The aim of this thesis is to model the intensified esterification in order to improve the pretreatment
stage of biodiesel production, where the free fatty acids found in vegetable oils are converted to fatty
acid methyl esters. The intensified esterification considers the use of a microbubble reactive distillation
as an alternative to the acid pretreatment. The proposed set of reactions based on a free-radical
mechanism would favour the process towards completion achieving a yield higher than 90%. This is
achieved due to the respective water stripping and removal, leading to a higher efficiency of the
process and avoiding inhibition caused by products. Both the 0-D irreversible and reversible model are
built in order to portray the relevance of the reverse reaction, since it is known that esterification is a
reversible reaction of second order. The rate constants obtained in these models are fed into the 2-D
model, where the reaction kinetics, mass and heat transfer and surface reactions in the gas-liquid
interface are studied.
Some of the results obtained in the 2-D model for the reversible esterification are described below.
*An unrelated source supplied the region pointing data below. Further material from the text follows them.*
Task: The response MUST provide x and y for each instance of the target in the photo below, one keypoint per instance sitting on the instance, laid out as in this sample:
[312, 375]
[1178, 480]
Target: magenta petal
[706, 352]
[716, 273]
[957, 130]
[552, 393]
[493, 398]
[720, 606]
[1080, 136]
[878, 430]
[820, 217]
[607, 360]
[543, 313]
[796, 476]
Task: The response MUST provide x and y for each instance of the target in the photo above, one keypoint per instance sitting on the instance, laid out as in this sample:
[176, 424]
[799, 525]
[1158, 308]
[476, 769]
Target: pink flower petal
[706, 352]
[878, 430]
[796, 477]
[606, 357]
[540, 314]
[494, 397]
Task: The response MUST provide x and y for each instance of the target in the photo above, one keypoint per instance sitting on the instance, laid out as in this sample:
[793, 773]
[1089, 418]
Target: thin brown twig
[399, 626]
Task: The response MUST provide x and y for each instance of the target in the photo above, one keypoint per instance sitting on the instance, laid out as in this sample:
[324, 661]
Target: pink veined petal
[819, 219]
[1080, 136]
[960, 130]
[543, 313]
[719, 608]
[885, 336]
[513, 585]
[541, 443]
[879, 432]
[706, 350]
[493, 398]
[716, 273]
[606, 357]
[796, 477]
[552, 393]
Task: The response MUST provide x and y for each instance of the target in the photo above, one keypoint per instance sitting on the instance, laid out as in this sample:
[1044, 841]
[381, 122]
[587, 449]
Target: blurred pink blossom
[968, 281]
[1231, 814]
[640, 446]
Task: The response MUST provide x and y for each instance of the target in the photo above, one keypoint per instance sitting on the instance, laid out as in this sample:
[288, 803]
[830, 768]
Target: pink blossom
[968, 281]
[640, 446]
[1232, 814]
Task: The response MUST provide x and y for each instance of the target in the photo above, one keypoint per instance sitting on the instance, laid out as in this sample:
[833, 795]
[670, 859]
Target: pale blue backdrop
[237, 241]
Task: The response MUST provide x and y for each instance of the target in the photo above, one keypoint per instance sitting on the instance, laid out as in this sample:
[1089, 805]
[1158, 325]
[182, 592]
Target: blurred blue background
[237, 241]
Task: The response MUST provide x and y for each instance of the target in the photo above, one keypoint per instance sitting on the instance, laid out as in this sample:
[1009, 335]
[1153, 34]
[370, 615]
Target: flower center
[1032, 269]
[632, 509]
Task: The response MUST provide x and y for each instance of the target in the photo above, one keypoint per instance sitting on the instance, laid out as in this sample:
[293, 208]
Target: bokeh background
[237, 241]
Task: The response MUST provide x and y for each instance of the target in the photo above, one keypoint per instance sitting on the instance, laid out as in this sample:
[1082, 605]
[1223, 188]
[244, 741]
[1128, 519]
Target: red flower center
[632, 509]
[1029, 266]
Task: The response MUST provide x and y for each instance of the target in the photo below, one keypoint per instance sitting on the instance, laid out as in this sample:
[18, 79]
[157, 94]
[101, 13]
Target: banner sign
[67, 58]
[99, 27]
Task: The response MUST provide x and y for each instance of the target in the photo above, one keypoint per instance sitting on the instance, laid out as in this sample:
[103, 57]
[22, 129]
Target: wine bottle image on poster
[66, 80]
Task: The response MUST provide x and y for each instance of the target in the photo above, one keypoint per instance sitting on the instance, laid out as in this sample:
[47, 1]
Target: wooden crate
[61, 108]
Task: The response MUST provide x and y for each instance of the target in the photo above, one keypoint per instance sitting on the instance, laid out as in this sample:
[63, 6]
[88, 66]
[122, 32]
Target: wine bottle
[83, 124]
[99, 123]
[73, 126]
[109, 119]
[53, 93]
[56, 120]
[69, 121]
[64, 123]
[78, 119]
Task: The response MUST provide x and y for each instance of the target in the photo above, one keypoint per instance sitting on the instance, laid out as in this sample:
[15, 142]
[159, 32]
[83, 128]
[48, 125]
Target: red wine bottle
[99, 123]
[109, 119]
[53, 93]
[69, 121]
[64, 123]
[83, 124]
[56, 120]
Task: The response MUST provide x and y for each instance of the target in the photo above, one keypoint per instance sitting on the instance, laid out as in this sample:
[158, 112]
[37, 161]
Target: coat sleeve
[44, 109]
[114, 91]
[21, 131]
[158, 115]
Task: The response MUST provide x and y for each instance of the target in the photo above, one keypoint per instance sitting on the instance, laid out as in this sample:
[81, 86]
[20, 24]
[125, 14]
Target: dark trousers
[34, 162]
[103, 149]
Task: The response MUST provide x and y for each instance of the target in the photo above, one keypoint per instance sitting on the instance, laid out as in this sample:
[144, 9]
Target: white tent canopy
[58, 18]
A higher FAME concentration is obtained due to the free-radical direct injection into microbubbles
with plasma and the water removal (Le Chatelier’s push and pull). An enhanced reaction kinetics is
found with shorter residence times. An increase in temperature would mean an increase in both
forward and reverse rate constants, favouring the forward rate constant (Esterification is
endothermic). Decreasing the bubble size results in an increase of the FAME production due to the
enhanced gas-liquid ratio at the interface and the increased vaporisation and stripping of water.
Increasing the concentration of the O· radical results in an increase in the FAME concentration in the
liquid domain. A higher bubble temperature results in a higher water concentration inside the bubble,
leading to a higher reaction rate and water stripping. These findings are used in order to propose an
esterification reversible model using J. platyphylla, which accounts shorter residence times lower than
1x10-4
s, in other words (τres<1x10-4
s), when the maximum water concentration in the bubble is
reached before it reaches the chemical equilibrium